Archive d’étiquettes pour : Linz

Blog Entropy, Barbara Rieger, Alain Barbero, Richard Wall, Café Traxlmayr, Berlin

Richard Wall | Café Traxlmayr, Linz

Photo : Alain Barbero | Texte : Richard Wall | Traduction : Sylvie Barbero-Vibet

 

 


Interview de l’auteur

Que signifie la littérature pour toi ?
Richard Wall : Mission, bonheur, changement de perspective, résistance, affirmation de soi.

Quelle importance ont les cafés pour toi ?
RW : Une grande importance, même si je ne suis certainement pas un  « écrivain de café ». Mais des poèmes ou des notes ont été écrits dans les cafés entre Cracovie, Venise, Paris et Prague. J’y apprécie le calme, l’offre d’un grand nombre de journaux, un service discret. Je vois aussi le café en tant que scène : les regards se croisent, et involontairement, du coin de l’œil, on perçoit des mouvements, des gens qui arrivent et partent…
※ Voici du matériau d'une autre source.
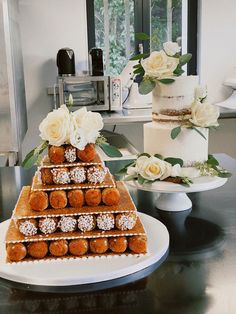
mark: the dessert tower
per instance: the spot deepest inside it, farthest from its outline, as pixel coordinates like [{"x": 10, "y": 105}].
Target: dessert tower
[{"x": 73, "y": 209}]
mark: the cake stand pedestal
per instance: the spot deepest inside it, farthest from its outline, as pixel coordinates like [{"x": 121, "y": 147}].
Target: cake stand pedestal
[{"x": 173, "y": 197}]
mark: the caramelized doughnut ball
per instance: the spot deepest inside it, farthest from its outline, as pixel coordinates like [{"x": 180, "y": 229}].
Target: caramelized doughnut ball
[
  {"x": 56, "y": 154},
  {"x": 78, "y": 247},
  {"x": 118, "y": 244},
  {"x": 28, "y": 227},
  {"x": 61, "y": 175},
  {"x": 16, "y": 251},
  {"x": 87, "y": 154},
  {"x": 46, "y": 176},
  {"x": 58, "y": 247},
  {"x": 93, "y": 197},
  {"x": 138, "y": 244},
  {"x": 38, "y": 200},
  {"x": 111, "y": 196},
  {"x": 76, "y": 198},
  {"x": 58, "y": 199},
  {"x": 70, "y": 153},
  {"x": 38, "y": 249},
  {"x": 98, "y": 245}
]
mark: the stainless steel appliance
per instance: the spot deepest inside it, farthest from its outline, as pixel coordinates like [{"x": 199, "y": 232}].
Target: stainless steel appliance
[{"x": 97, "y": 93}]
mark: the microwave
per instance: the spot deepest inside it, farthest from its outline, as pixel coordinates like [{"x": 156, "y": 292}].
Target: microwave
[{"x": 97, "y": 93}]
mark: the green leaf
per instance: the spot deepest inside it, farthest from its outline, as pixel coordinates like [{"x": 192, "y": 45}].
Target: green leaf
[
  {"x": 144, "y": 154},
  {"x": 110, "y": 150},
  {"x": 158, "y": 156},
  {"x": 185, "y": 59},
  {"x": 175, "y": 132},
  {"x": 146, "y": 86},
  {"x": 174, "y": 161},
  {"x": 139, "y": 56},
  {"x": 166, "y": 81},
  {"x": 199, "y": 132},
  {"x": 142, "y": 36},
  {"x": 212, "y": 160}
]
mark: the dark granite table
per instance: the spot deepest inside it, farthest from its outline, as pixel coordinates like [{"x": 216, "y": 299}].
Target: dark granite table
[{"x": 198, "y": 276}]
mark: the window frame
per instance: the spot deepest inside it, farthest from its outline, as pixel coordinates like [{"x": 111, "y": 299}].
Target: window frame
[{"x": 142, "y": 24}]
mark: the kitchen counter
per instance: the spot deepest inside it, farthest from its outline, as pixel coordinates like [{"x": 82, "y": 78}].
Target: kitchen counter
[
  {"x": 198, "y": 276},
  {"x": 126, "y": 116}
]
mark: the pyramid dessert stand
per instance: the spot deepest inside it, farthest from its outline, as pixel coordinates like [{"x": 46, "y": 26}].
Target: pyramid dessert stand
[{"x": 173, "y": 197}]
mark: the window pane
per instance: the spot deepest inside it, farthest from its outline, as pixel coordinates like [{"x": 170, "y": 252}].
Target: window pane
[
  {"x": 167, "y": 22},
  {"x": 114, "y": 21}
]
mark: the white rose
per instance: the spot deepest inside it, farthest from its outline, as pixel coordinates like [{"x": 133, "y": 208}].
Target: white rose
[
  {"x": 159, "y": 65},
  {"x": 204, "y": 114},
  {"x": 152, "y": 168},
  {"x": 55, "y": 128},
  {"x": 200, "y": 92},
  {"x": 171, "y": 48}
]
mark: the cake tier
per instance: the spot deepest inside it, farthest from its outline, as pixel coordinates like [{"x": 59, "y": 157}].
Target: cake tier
[
  {"x": 178, "y": 95},
  {"x": 22, "y": 209},
  {"x": 189, "y": 145}
]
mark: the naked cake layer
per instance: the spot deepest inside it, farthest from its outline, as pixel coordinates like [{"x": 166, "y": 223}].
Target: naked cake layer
[{"x": 23, "y": 210}]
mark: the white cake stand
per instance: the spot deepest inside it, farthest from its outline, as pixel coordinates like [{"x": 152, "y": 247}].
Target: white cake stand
[{"x": 173, "y": 196}]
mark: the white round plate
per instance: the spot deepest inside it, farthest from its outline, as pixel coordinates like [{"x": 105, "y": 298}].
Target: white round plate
[
  {"x": 85, "y": 271},
  {"x": 198, "y": 185}
]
Pourquoi as-tu choisi le Café Traxlmayr ?
RW : Le Café Traxlmayr existe depuis 1847, l’annexe dans laquelle je m’assois le plus souvent a été conçue en 1905 par Mauriz Balzarek, un élève d’Otto Wagner, dans le style de la Nouvelle Objectivité. Après la fermeture d’une dizaine de cafés à Linz au cours des 40 dernières années, le Traxlmayr est la seule oasis à l’ambiance historique. Lorsque j’organisais des événements littéraires, je discutais ici du déroulement des lectures bilingues avec des collègues de République tchèque et d’Irlande ; les rencontres avec Jiří Stránský, Josef Hrubý, Eva Bourke, Moya Cannon, Rita Ann Higgins et bien d’autres restent inoubliables. 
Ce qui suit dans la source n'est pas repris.